Am zweiten Verhandlungstag am Alsfelder Amtsgericht gegen die Baumbesetzerin, die ihren Namen auch weiterhin nicht sagen will, ging es wieder nur sehr langsam voran. Im Mittelpunkt standen die Aussagen dreier Polizisten eines Sondereinsatzkommandos aus Köln und Düsseldorf zu den Vorgängen am 26. November.

Die jungen sportlichen Beamten traten im Gerichtssaal in einer Art Armeekleidung und mit Sturmhauben vermummt auf, die nur die Augen frei ließen. Bei einer Enttarnung müssten sie um ihr Leben fürchten, hieß es zur Begründung. Nicht nur weil sie in Nordrhein-Westfalen teilweise in der Bekämpfung der organisierten Kriminalität eingesetzt werden. Auch weil man an die Szene rund um die Aktivisten denken müsse, »denen es um politisches Märtyrertum geht«, wie Christoph Arnold, der Zeugenbeistand der Polizisten, äußerte.

Der Verteidiger der Angeklagten, die sich selbst nur »Ella« nennt, Tronje Döhmer, forderte jeweils, die Männer müssten ihr Gesicht zeigen, was das Gericht in jedem Fall ablehnte. Denn es liege eindeutig eine Gefährdung vor. Ein Sichtschutz, wie Döhmer vorschlug, reiche nicht, auch weil zwei Teilnehmer der Verhandlung, die als Berater zugelassen sind, zur Aktivistenszene gehörten. Sie hätten die Gesichter der Zeugen sehen können.

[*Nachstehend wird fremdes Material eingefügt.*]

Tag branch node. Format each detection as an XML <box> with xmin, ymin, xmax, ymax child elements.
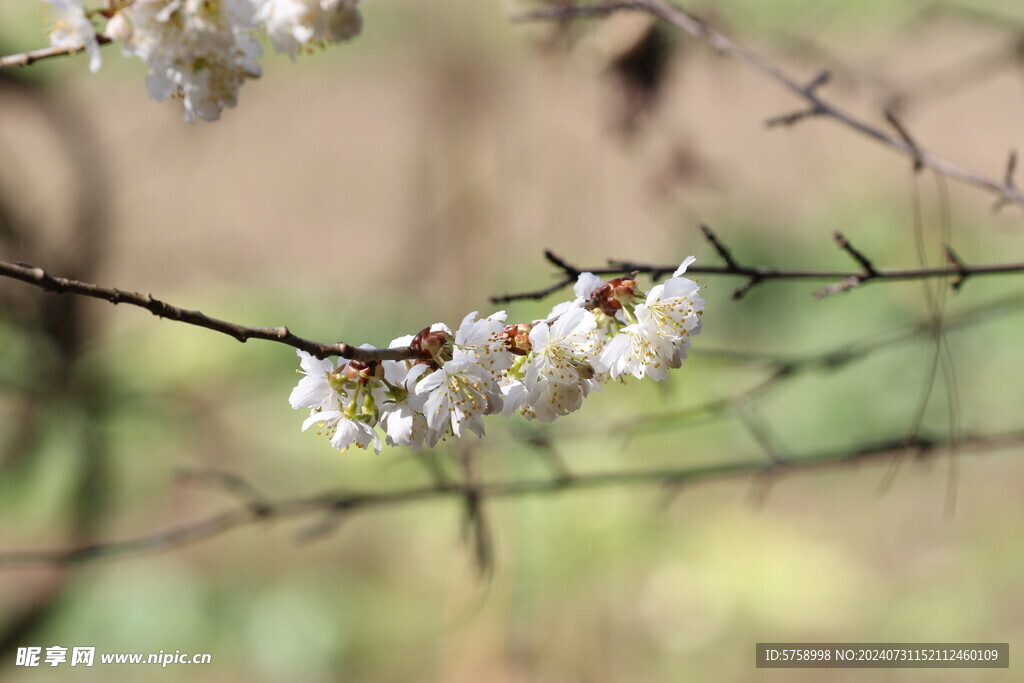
<box><xmin>832</xmin><ymin>231</ymin><xmax>878</xmax><ymax>277</ymax></box>
<box><xmin>699</xmin><ymin>223</ymin><xmax>741</xmax><ymax>270</ymax></box>
<box><xmin>994</xmin><ymin>149</ymin><xmax>1020</xmax><ymax>212</ymax></box>
<box><xmin>805</xmin><ymin>69</ymin><xmax>831</xmax><ymax>93</ymax></box>
<box><xmin>176</xmin><ymin>469</ymin><xmax>273</xmax><ymax>517</ymax></box>
<box><xmin>942</xmin><ymin>243</ymin><xmax>969</xmax><ymax>291</ymax></box>
<box><xmin>812</xmin><ymin>276</ymin><xmax>863</xmax><ymax>299</ymax></box>
<box><xmin>731</xmin><ymin>275</ymin><xmax>763</xmax><ymax>300</ymax></box>
<box><xmin>884</xmin><ymin>109</ymin><xmax>924</xmax><ymax>173</ymax></box>
<box><xmin>765</xmin><ymin>106</ymin><xmax>824</xmax><ymax>128</ymax></box>
<box><xmin>544</xmin><ymin>249</ymin><xmax>581</xmax><ymax>278</ymax></box>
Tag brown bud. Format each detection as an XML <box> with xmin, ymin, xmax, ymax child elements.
<box><xmin>345</xmin><ymin>360</ymin><xmax>369</xmax><ymax>382</ymax></box>
<box><xmin>344</xmin><ymin>359</ymin><xmax>385</xmax><ymax>384</ymax></box>
<box><xmin>586</xmin><ymin>277</ymin><xmax>638</xmax><ymax>316</ymax></box>
<box><xmin>610</xmin><ymin>278</ymin><xmax>637</xmax><ymax>303</ymax></box>
<box><xmin>502</xmin><ymin>322</ymin><xmax>533</xmax><ymax>355</ymax></box>
<box><xmin>410</xmin><ymin>327</ymin><xmax>453</xmax><ymax>364</ymax></box>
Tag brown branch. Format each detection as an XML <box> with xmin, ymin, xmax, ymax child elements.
<box><xmin>993</xmin><ymin>149</ymin><xmax>1019</xmax><ymax>212</ymax></box>
<box><xmin>884</xmin><ymin>110</ymin><xmax>925</xmax><ymax>172</ymax></box>
<box><xmin>490</xmin><ymin>250</ymin><xmax>582</xmax><ymax>303</ymax></box>
<box><xmin>493</xmin><ymin>227</ymin><xmax>1024</xmax><ymax>303</ymax></box>
<box><xmin>699</xmin><ymin>222</ymin><xmax>741</xmax><ymax>270</ymax></box>
<box><xmin>0</xmin><ymin>428</ymin><xmax>1019</xmax><ymax>567</ymax></box>
<box><xmin>513</xmin><ymin>0</ymin><xmax>1024</xmax><ymax>210</ymax></box>
<box><xmin>0</xmin><ymin>260</ymin><xmax>414</xmax><ymax>361</ymax></box>
<box><xmin>458</xmin><ymin>448</ymin><xmax>493</xmax><ymax>577</ymax></box>
<box><xmin>811</xmin><ymin>231</ymin><xmax>880</xmax><ymax>297</ymax></box>
<box><xmin>19</xmin><ymin>241</ymin><xmax>1016</xmax><ymax>362</ymax></box>
<box><xmin>942</xmin><ymin>243</ymin><xmax>970</xmax><ymax>291</ymax></box>
<box><xmin>0</xmin><ymin>35</ymin><xmax>112</xmax><ymax>70</ymax></box>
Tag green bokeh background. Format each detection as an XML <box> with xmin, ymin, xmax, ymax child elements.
<box><xmin>1</xmin><ymin>1</ymin><xmax>1023</xmax><ymax>681</ymax></box>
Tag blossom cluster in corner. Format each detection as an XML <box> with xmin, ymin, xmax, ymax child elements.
<box><xmin>290</xmin><ymin>259</ymin><xmax>705</xmax><ymax>453</ymax></box>
<box><xmin>40</xmin><ymin>0</ymin><xmax>364</xmax><ymax>122</ymax></box>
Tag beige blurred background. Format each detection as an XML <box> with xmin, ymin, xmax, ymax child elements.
<box><xmin>1</xmin><ymin>0</ymin><xmax>1024</xmax><ymax>681</ymax></box>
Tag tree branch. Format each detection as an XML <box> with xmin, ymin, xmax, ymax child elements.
<box><xmin>513</xmin><ymin>0</ymin><xmax>1024</xmax><ymax>210</ymax></box>
<box><xmin>0</xmin><ymin>260</ymin><xmax>413</xmax><ymax>361</ymax></box>
<box><xmin>492</xmin><ymin>226</ymin><xmax>1024</xmax><ymax>303</ymax></box>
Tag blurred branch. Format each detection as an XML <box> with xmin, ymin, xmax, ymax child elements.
<box><xmin>0</xmin><ymin>429</ymin><xmax>1020</xmax><ymax>568</ymax></box>
<box><xmin>491</xmin><ymin>225</ymin><xmax>1024</xmax><ymax>303</ymax></box>
<box><xmin>555</xmin><ymin>288</ymin><xmax>1024</xmax><ymax>439</ymax></box>
<box><xmin>0</xmin><ymin>70</ymin><xmax>114</xmax><ymax>658</ymax></box>
<box><xmin>513</xmin><ymin>0</ymin><xmax>1024</xmax><ymax>210</ymax></box>
<box><xmin>0</xmin><ymin>260</ymin><xmax>414</xmax><ymax>362</ymax></box>
<box><xmin>0</xmin><ymin>35</ymin><xmax>111</xmax><ymax>69</ymax></box>
<box><xmin>884</xmin><ymin>37</ymin><xmax>1024</xmax><ymax>114</ymax></box>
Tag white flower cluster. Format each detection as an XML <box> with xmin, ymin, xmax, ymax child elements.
<box><xmin>290</xmin><ymin>259</ymin><xmax>705</xmax><ymax>453</ymax></box>
<box><xmin>40</xmin><ymin>0</ymin><xmax>364</xmax><ymax>122</ymax></box>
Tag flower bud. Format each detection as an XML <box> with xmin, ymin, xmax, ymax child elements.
<box><xmin>502</xmin><ymin>322</ymin><xmax>533</xmax><ymax>355</ymax></box>
<box><xmin>328</xmin><ymin>368</ymin><xmax>347</xmax><ymax>392</ymax></box>
<box><xmin>588</xmin><ymin>276</ymin><xmax>637</xmax><ymax>316</ymax></box>
<box><xmin>342</xmin><ymin>359</ymin><xmax>383</xmax><ymax>384</ymax></box>
<box><xmin>410</xmin><ymin>326</ymin><xmax>453</xmax><ymax>365</ymax></box>
<box><xmin>359</xmin><ymin>391</ymin><xmax>379</xmax><ymax>422</ymax></box>
<box><xmin>105</xmin><ymin>12</ymin><xmax>132</xmax><ymax>41</ymax></box>
<box><xmin>610</xmin><ymin>278</ymin><xmax>638</xmax><ymax>304</ymax></box>
<box><xmin>345</xmin><ymin>360</ymin><xmax>368</xmax><ymax>382</ymax></box>
<box><xmin>323</xmin><ymin>0</ymin><xmax>362</xmax><ymax>43</ymax></box>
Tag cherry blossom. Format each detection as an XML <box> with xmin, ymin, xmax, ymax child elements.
<box><xmin>289</xmin><ymin>258</ymin><xmax>703</xmax><ymax>451</ymax></box>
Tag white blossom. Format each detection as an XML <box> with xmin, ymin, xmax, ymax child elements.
<box><xmin>521</xmin><ymin>374</ymin><xmax>601</xmax><ymax>423</ymax></box>
<box><xmin>498</xmin><ymin>376</ymin><xmax>530</xmax><ymax>419</ymax></box>
<box><xmin>414</xmin><ymin>352</ymin><xmax>498</xmax><ymax>441</ymax></box>
<box><xmin>124</xmin><ymin>0</ymin><xmax>263</xmax><ymax>123</ymax></box>
<box><xmin>288</xmin><ymin>350</ymin><xmax>339</xmax><ymax>410</ymax></box>
<box><xmin>258</xmin><ymin>0</ymin><xmax>362</xmax><ymax>58</ymax></box>
<box><xmin>44</xmin><ymin>0</ymin><xmax>102</xmax><ymax>73</ymax></box>
<box><xmin>374</xmin><ymin>351</ymin><xmax>431</xmax><ymax>449</ymax></box>
<box><xmin>454</xmin><ymin>310</ymin><xmax>514</xmax><ymax>375</ymax></box>
<box><xmin>546</xmin><ymin>271</ymin><xmax>604</xmax><ymax>319</ymax></box>
<box><xmin>526</xmin><ymin>307</ymin><xmax>598</xmax><ymax>387</ymax></box>
<box><xmin>301</xmin><ymin>409</ymin><xmax>381</xmax><ymax>453</ymax></box>
<box><xmin>287</xmin><ymin>257</ymin><xmax>704</xmax><ymax>451</ymax></box>
<box><xmin>290</xmin><ymin>347</ymin><xmax>385</xmax><ymax>453</ymax></box>
<box><xmin>521</xmin><ymin>307</ymin><xmax>600</xmax><ymax>421</ymax></box>
<box><xmin>598</xmin><ymin>257</ymin><xmax>703</xmax><ymax>380</ymax></box>
<box><xmin>106</xmin><ymin>12</ymin><xmax>133</xmax><ymax>42</ymax></box>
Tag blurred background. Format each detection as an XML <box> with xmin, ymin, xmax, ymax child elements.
<box><xmin>1</xmin><ymin>0</ymin><xmax>1024</xmax><ymax>680</ymax></box>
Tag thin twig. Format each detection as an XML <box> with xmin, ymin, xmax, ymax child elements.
<box><xmin>176</xmin><ymin>469</ymin><xmax>272</xmax><ymax>517</ymax></box>
<box><xmin>811</xmin><ymin>231</ymin><xmax>880</xmax><ymax>297</ymax></box>
<box><xmin>993</xmin><ymin>149</ymin><xmax>1019</xmax><ymax>212</ymax></box>
<box><xmin>0</xmin><ymin>35</ymin><xmax>112</xmax><ymax>70</ymax></box>
<box><xmin>942</xmin><ymin>243</ymin><xmax>969</xmax><ymax>291</ymax></box>
<box><xmin>459</xmin><ymin>448</ymin><xmax>494</xmax><ymax>577</ymax></box>
<box><xmin>492</xmin><ymin>227</ymin><xmax>1024</xmax><ymax>303</ymax></box>
<box><xmin>699</xmin><ymin>223</ymin><xmax>741</xmax><ymax>270</ymax></box>
<box><xmin>884</xmin><ymin>110</ymin><xmax>925</xmax><ymax>172</ymax></box>
<box><xmin>513</xmin><ymin>0</ymin><xmax>1024</xmax><ymax>209</ymax></box>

Einer der Polizeibeamten, die als Zeugen aussagten, war mehrfach im Dannenröder Wald im Einsatz, er sprach von überwiegend guten Erfahrungen. Der Großteil der Aktivisten sei bis auf kleinere Reibereien kooperativ gewesen.

Am 26. November kletterte er auf die massive Buche (im Polizeieinsatz mit Nummer A 42 bezeichnet), um die Angeklagte auf den Boden zu holen. Auf eine Ansprache in Deutsch habe sie nicht reagiert, sie habe versucht zu flüchten und auf Englisch Schimpfworte ausgestoßen. Als er sie erfasste, habe sie sich wild gewehrt und heftig getreten. Weil er nur mit Steigeisen gesichert war, habe er in dem wilden Gerangel mehrfach Todesangst empfunden und überlegt, den Einsatz abzubrechen, berichtete der Beamte. »Mir schlug auf der anderen Seite Hass entgegen.« Ein zweiter Beamter, der inzwischen hochgestiegen war, half die Frau zu fesseln. Beide Polizisten sagten, sie seien verletzt worden.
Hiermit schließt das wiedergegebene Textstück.